Monday, December 22, 2008

why I am not a professional gambler

Last night was card-playing night with housemate Albert and Krissy's niece Kasie who was staying overnight to get a headstart on driving with Krissy to a family party from which I am immune, as we have four dogs who can't be left untended for a twelve hour day if we hope to have a house here when we get back. Thank the gods for dogs, because my family party experiences did not prepare me for this kind of thing. In my family we believed in the adults getting somewhat plastered and then my mom agreeing to let my uncle pull me behind his car on a sled tied with rope (I kid you not). Because I think my mom wasn't really enthused about parenthood.

Anyway, if I had video of this card game it would be a YouTube sensation, consisting of the thirteen year old girl constantly asking about cards sitting face up on the table "wait, what's that being played on?" alternated with whining "that's not fair!" when she wasn't doing well and then backpedaling with an oh-so-clever "just kidding" because otherwise she knew that flames would actually burst from my forehead and sear off her hair and she wants to look good in the holiday pictures. And then our charming dog becoming possessed by dog demons and insisting on sitting in the center of the table - not a small dog, mind you, a Vizsla-sized dog, and refusing to be removed so that I had to pull her off against all her efforts to brace her feet and cause herself to magically weigh 1200lbs.
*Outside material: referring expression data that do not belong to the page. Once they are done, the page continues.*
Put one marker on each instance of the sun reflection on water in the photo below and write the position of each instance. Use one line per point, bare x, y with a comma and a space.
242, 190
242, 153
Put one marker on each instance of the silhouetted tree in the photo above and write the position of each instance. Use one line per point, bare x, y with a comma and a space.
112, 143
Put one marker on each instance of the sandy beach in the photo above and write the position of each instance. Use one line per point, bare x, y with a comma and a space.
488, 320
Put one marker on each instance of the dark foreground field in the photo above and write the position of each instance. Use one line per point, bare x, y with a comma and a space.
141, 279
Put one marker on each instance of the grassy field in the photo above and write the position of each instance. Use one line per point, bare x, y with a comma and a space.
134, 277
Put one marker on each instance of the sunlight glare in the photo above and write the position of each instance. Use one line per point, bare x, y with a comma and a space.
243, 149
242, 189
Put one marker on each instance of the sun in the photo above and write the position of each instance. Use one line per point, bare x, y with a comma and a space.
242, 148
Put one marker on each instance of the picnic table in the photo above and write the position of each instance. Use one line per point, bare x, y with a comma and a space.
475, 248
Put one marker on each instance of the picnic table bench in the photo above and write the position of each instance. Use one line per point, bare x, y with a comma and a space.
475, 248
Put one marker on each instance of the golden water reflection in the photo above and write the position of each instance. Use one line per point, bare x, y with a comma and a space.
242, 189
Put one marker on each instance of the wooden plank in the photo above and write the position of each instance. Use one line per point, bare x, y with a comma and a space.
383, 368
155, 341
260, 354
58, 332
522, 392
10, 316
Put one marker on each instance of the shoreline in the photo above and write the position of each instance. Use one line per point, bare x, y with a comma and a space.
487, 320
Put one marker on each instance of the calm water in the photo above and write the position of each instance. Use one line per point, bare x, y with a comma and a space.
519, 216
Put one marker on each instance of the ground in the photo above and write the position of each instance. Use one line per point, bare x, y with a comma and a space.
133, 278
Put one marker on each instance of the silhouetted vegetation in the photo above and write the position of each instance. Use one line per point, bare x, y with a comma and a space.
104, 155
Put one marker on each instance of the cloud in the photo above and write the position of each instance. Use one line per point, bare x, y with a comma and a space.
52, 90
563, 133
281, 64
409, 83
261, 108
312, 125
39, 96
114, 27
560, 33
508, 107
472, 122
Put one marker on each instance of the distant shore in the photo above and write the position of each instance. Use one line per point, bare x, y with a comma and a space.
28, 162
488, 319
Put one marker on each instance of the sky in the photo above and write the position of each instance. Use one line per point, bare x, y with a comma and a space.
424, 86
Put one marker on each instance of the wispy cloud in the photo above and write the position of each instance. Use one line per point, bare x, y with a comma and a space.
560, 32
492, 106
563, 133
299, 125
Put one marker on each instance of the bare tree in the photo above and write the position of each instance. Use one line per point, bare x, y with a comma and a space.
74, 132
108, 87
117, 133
Albert drank more and more scotch and I don't think he could even remember what game we were playing but in the end somehow won anyway because the universe is just not fair and that's the way it is, so get over it, Kasie. Oh, and who was the bigtime bottom of the heap loser? Oh, yes, that would be me.

Thursday, December 11, 2008

proof that I am evil

So I had a five minute conversation with Little Bit's teacher and the program coordinator at her school. And in that short amount of time I managed to ruin everyone's day and cause her teacher to well up with tears. It's a magic trick I perform. The thing is, my inner editor is on time delay. You know how people say "I wish I'd thought to say that at the time..."? They don't mean it. They don't know what they're asking for.

So this program coordinator says about Little Bit, who by the way has autism, "She tantrums and has behavior problems and we think it's about food because she demands orange juice and popcorn and screams and cries and then when we give it to her she stops."

And before my editor kicks in and before I can find an ax to chop my own head off, my mouth goes ahead and says "So she's training you then?"

And the only good thing that happened was that the program coordinator person finally thankfully stopped talking and turned all red. But her teacher, who I really like, looked stricken and sad and watery and then we left, because after all, my job there was done.

Later I poked kittens with sticks and teased homeless people by holding food just out of reach.